Re: Microprocessor Optimization Primer

Gabe Goldberg Sun, 03 Apr 2016 18:30:07 -0700

I'm behind reading this epic thread, but I sent a question related to itto Bill Collier, instructor I had at IBM in 1968 while in full-timetraining for OS/360 System Design Department. He runshttp://www.mpdiag.com and is biographied athttp://www.bestweb.net/~collier -- so is valuable resource on all-thingsmultiprocessor:

Bill -- I shared this interesting document with some friends...


Communities category:Linux on System z Open Source
Ecosystem:Microprocessor ...

https://www.ibm.com/developerworks/community/forums/html/topic?id=5cf34211-c8e6-4747-a8c2-f8ff7379150b


...and for some reason we've gotten bogged down on this bit of
minutia, with one person asserting:

Interesting too was mention of "TEST AND SET", which in the 1960's,
was NOT an atomic instruction, and it caused multiprocessing
serialization problems in MVT/MP65 and from thence after, to be
replaced by "Compare and Swap", which WAS atomic.

But the PDF implied to me that now TS "Test and Set" WAS atomic.
Implied, anyhow.

A rewrite of history? A fix? Did I read it wrong?

---

My recollection is that TS was indeed atomic but wasn't adequate for
evolving requirements so was replaced by CS/CDS. There's plenty more
(too much!) in our discussion thread on TS but I think that snippet
suffices. I'll be grateful for any comments you have.

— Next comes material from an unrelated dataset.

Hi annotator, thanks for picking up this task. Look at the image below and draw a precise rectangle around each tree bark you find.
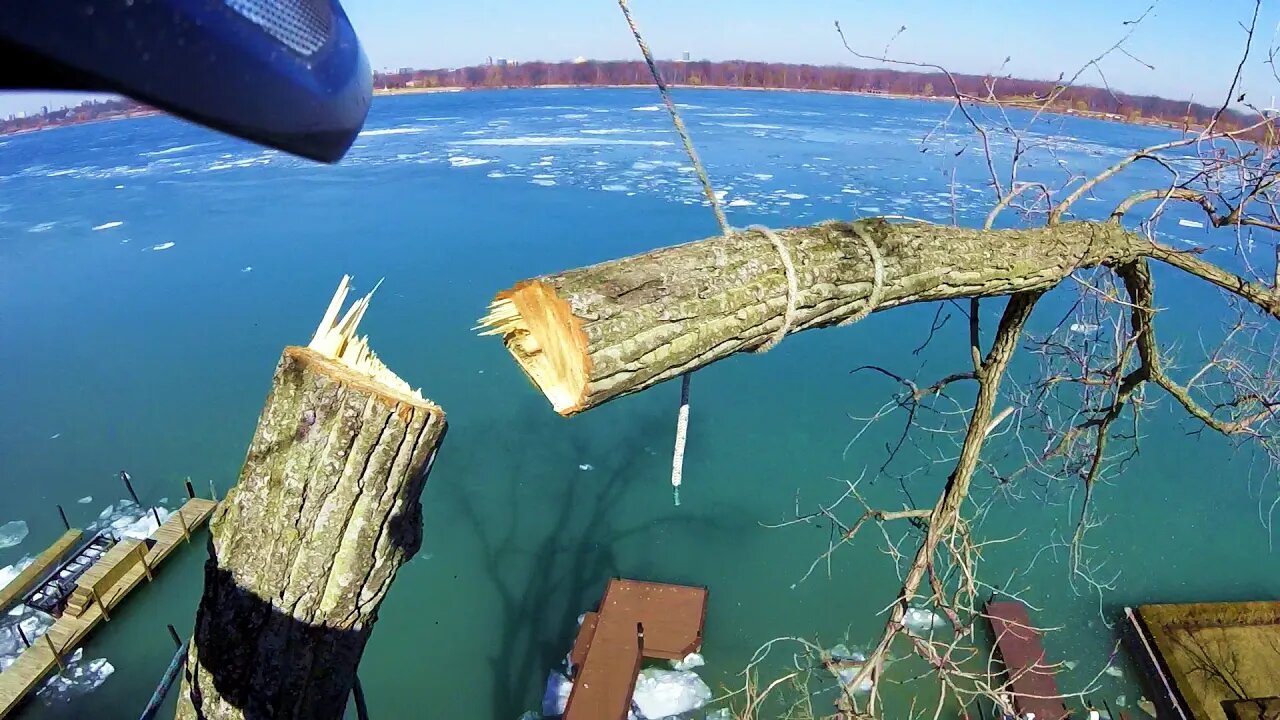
[481,219,1153,415]
[177,279,445,720]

His interesting reply -- posted with permission, attribution requested;he's at [email protected] --:


  No chance of getting a good night's sleep now.  Not with a
question to answer which brings back so many memories.

  The short answer.  Yes, Test and Set was atomic.  The trouble
was that as a tie breaker, it was not effective.  You could get
into Alphonse-Gaston situations where neither processor advanced.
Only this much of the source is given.